Winardi Hanafi, yang merupakan Direktur Eropa II Kementerian Luar Negeri, menyatakan langkah terbaik yang dapat dilakukan Indonesia dalam konflik antara Rusia dan Ukraina adalah dengan deeskalasi.

Apa itu deeskalasi? deeskalasi sendiri merupakan penurunan kegiatan sampai proses perundingan yang menempuh jalur kemanusiaan antara Rusia dan Ukraina dapat terlaksana.

Terdapat tujuan dari dilakukannya upaya deeskalasi ini yaitu untuk mengurangi konflik atau setidaknya mendinginkan atau menenangkan agar konflik yang sedang terjadi tidak berlangsung secara berkelanjutan.
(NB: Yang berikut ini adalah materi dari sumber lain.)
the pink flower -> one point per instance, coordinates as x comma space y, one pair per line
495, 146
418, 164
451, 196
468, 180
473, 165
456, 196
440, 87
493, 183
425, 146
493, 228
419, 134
Walaupun Indonesia tidak memihak pada salah satu kubu dan tetap menganut prinsip politik luar negerinya yang bebas aktif, hingga saat ini Indonesia tetap berteman baik dengan kedua belah pihak.

Dipertahankannya pertemanan dengan Rusia dan Ukraina ini dikarenakan persahabatan yang terjalin antara ketiga negara ini sudah berlangsung sangat lama. 

Selain memberi bantuan pemikiran untuk menyelesaikan konflik dan menerapkan deesklasi, terdapat upaya tindakan lain yang dilakukan Indonesia dalam mencerminkan politik bebas aktifnya.

Hal ini terlihat ketika tahun ini Indonesia memegang posisi sebagai tuan rumah G20 dengan Indonesia tetap mengundang kedua negara, Rusia dan Ukraina.

Dalam mengundang kedua negara tersebut juga Indonesia berupaya agar semua pihak dapat mengesampingkan apa yang sedang terjadi di antara mereka dengan tidak membiarkan konflik yang sedang terjadi dibawa ke dalam forum G20.